9/ L'Employé de Banque (10 pages). Des espoirs qui se noient sans qu'on n'y prenne vraiment garde dans un quotidien plein de petites tâches sans intérêt, mais qui absorbent... comme notre vie ?
"On m'avait prédit qu'avec mes dispositions et à force de travail et de persévérance, je pourrais parvenir à un poste de direction dans ma profession." (page 94).
Petite vie, petites gens, maniaqueries, mesquinerie, sens des apparences.

10/ Bobeck se marie (8 pages).
"Le gros Oncle Bobeck multipliait les singes à l'adresse de ses invités, il riait, il buvait, il posait sa main dodue sur la main de sa nouvelle épouse, la veuve Mathilde Kosterhoun, qui baissait les yeux en-souriant." (page 103). Ça mange, ça boit, sa déboutonne les gilets, ça reboit, ça remange à s'en faire péter la sous-ventrière, ça parle nourriture. Et ça laisse une impression de tristesse en arrière-bouche.

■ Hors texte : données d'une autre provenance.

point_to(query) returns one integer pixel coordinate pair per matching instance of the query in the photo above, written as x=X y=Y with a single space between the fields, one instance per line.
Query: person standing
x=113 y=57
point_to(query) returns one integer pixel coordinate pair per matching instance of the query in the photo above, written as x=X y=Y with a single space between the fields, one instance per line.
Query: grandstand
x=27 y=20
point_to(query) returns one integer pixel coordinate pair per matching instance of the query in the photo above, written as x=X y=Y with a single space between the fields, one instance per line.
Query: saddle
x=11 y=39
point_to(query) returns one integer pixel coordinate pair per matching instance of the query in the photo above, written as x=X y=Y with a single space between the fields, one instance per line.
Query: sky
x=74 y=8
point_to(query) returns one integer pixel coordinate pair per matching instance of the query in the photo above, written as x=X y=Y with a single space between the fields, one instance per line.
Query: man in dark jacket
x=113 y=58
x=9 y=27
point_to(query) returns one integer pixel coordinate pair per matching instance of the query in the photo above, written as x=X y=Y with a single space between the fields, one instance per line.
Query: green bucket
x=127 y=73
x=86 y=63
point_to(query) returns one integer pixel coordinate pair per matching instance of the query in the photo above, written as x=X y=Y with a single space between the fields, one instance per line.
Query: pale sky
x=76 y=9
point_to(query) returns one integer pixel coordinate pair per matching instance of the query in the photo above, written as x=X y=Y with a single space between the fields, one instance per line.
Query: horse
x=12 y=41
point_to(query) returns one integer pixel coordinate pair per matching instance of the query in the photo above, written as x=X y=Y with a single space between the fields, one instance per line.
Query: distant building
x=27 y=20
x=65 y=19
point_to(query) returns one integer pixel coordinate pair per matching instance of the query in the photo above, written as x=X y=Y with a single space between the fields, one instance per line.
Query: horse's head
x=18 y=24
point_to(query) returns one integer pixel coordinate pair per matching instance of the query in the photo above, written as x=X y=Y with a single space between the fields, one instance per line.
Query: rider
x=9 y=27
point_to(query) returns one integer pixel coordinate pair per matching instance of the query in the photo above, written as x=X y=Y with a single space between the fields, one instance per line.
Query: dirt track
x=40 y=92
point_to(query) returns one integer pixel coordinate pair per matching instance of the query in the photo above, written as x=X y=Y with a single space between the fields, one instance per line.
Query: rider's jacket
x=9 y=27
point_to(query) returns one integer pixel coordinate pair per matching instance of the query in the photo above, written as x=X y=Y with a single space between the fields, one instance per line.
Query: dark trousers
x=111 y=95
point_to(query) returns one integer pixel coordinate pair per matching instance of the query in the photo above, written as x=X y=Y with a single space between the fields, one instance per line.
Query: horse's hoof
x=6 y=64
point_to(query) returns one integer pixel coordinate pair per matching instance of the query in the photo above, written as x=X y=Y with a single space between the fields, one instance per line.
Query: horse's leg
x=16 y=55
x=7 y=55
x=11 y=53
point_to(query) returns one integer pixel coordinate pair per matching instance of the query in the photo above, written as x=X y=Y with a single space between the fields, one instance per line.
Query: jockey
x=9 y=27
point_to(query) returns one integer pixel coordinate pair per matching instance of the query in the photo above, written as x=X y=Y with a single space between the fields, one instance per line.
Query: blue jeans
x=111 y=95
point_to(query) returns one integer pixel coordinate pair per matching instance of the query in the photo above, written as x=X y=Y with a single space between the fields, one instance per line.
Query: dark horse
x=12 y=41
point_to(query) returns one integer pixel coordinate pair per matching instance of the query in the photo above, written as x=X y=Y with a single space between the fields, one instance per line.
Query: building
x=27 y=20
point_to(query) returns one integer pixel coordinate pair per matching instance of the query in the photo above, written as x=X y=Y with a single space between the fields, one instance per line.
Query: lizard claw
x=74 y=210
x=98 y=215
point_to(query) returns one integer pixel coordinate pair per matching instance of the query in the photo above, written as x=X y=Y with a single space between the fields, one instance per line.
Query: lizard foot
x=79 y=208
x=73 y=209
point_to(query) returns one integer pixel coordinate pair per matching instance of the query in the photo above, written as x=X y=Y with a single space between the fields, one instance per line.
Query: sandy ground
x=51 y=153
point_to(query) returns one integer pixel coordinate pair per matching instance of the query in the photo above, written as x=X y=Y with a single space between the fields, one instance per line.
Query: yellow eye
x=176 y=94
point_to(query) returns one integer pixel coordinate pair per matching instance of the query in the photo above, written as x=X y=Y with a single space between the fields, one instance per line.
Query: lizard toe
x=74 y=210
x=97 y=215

Des nouvelles souvent dérangeantes, pleines de misères et de drames, aux personnages médiocres broyés par la vie, sa misère, sa petite routine, les apparences à sauver. Personne n'est heureux. Personne n'a pu accomplir son rêve. Tout juste s'il est permis d'essayer, mais il y a tant de raisons d'échouer : la méchanceté, la pauvreté, et parfois le quotidien bureaucratique qui fait de la vie un grand vide.

Hermann Ungar a un très grand talent pour rendre tout ça, avec un fond tordu. Il n'y a pas vraiment d'empathie, l'histoire est généralement objective, factuelle. Et en même temps un peu tordue.
A ne pas lire pour se remonter le moral.